I am new to datavec and while following the quickstart Quickstart Dl4J, I am stuck in DataAnalysis part as:

Getting issue at line#21 -

On data(sample) -
fixed acidity,volatile acidity,citric acid,residual sugar,chlorides,free sulfur dioxide,total sulfur dioxide,density,pH,sulphates,alcohol,quality
7.00,0.27,0.36,20.7,0.045,45,170,1.001,3,0.45,8.8,6
6.30,0.3,0.34,1.6,0.049,14,132,0.994,3.3,0.49,9.5,6
8.10,0.28,0.4,6.9,0.05,30,97,0.9951,3.26,0.44,10.1,6
7.20,0.23,0.32,8.5,0.058,47,186,0.9956,3.19,0.4,9.9,6
7.20,0.23,0.32,8.5,0.058,47,186,0.9956,3.19,0.4,9.9,6
8.10,0.28,0.4,6.9,0.05,30,97,0.9951,3.26,0.44,10.1,6
6.20,0.32,0.16,7,0.045,30,136,0.9949,3.18,0.47,9.6,6
7.00,0.27,0.36,20.7,0.045,45,170,1.001,3,0.45,8.8,6
6.30,0.3,0.34,1.6,0.049,14,132,0.994,3.3,0.49,9.5,6
8.10,0.22,0.43,1.5,0.044,28,129,0.9938,3.22,0.45,11,6

Please help!

Thanks and Regards

Due to restrictions on new users, I was unable to provide the Issue JPG in the last post, but here it is -

If I understand it correctly, you need to skip the first row of your data to make it work.
You have a file in which the first line is composed of labels (text) and not numbers.
So you need to tell your constructor (CSVRecordReader) that in the first line there is no useful data.

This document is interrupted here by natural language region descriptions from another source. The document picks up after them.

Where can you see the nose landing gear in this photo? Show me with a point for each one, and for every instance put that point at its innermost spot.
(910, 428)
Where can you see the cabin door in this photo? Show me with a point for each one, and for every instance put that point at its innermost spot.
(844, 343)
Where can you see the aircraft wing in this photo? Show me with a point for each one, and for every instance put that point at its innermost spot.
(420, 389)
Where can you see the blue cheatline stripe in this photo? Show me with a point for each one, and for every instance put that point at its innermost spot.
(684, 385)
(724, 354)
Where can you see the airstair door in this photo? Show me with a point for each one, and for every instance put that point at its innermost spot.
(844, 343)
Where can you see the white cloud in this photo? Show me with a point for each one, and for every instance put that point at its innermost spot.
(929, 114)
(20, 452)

If you don’t skip the first line, the analyze method will try parsing the first row as well.
But your first row doesn’t contains numbers, only labels (text), so the parsing to number will fail.

Basically you need to do this:

val recordReader : CSVRecordReader = new CSVRecordReader(1)

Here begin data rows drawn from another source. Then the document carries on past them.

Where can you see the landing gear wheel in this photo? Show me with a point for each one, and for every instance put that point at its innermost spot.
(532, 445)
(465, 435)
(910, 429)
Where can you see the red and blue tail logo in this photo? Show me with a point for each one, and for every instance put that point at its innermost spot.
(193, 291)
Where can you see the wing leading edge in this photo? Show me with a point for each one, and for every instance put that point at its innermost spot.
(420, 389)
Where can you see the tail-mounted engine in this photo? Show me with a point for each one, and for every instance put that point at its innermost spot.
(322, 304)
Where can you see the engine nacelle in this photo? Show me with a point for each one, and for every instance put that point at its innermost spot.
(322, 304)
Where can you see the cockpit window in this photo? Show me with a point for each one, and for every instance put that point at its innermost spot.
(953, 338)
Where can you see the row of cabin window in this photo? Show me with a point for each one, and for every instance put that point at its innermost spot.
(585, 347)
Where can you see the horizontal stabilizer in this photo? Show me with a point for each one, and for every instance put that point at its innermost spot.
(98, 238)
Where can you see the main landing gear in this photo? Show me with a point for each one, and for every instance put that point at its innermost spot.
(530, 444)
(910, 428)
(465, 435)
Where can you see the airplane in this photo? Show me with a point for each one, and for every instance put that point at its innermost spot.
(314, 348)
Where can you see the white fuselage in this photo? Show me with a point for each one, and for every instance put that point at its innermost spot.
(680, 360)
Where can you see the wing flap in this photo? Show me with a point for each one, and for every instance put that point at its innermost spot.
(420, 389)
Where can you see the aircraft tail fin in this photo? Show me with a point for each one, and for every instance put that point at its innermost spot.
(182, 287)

The 1 means you are skipping the first row (documentation here).

P.S.
It is better if you use Github Gist for posting code.
It is very uncomfortable to read code from an image. :wink:

1 Like

Hi @StoicProgrammer

This code is in scala worksheet and just few lines of code, I thought can be posted directly.

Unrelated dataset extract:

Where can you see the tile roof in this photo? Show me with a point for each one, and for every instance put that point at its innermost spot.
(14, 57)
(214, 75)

Appreciate the help provided even though not being comfortable to read the code from image.

Thanks :blush:

Hi @StoicProgrammer

I was able to move forward, thanks for the suggestion. But after transforming all the columns as needed, I am getting error at line#58 as:


Please zoom in the image for reading the code.

Error -
java.util.NoSuchElementException: Unknown column: “quality”
at org.datavec.api.transform.schema.Schema.getIndexOfColumn(Schema.java:253)

Workaround -
I removed line#58 and solution works.

Please let me know the application of the line and fix for the code.

Thanks and Regards

The error here is the .categoricalToOneHot("quality") transform, as you run it, it turns your one column into 9 columns instead, with no single column being called “quality” anymore.

Because the RecordReaderDataSetIterator will do this transformation automatically, you can just remove it (e.g. line 49) and it should work.

Thanks @treo.

That let me knew the what the line does and the fix to my issue.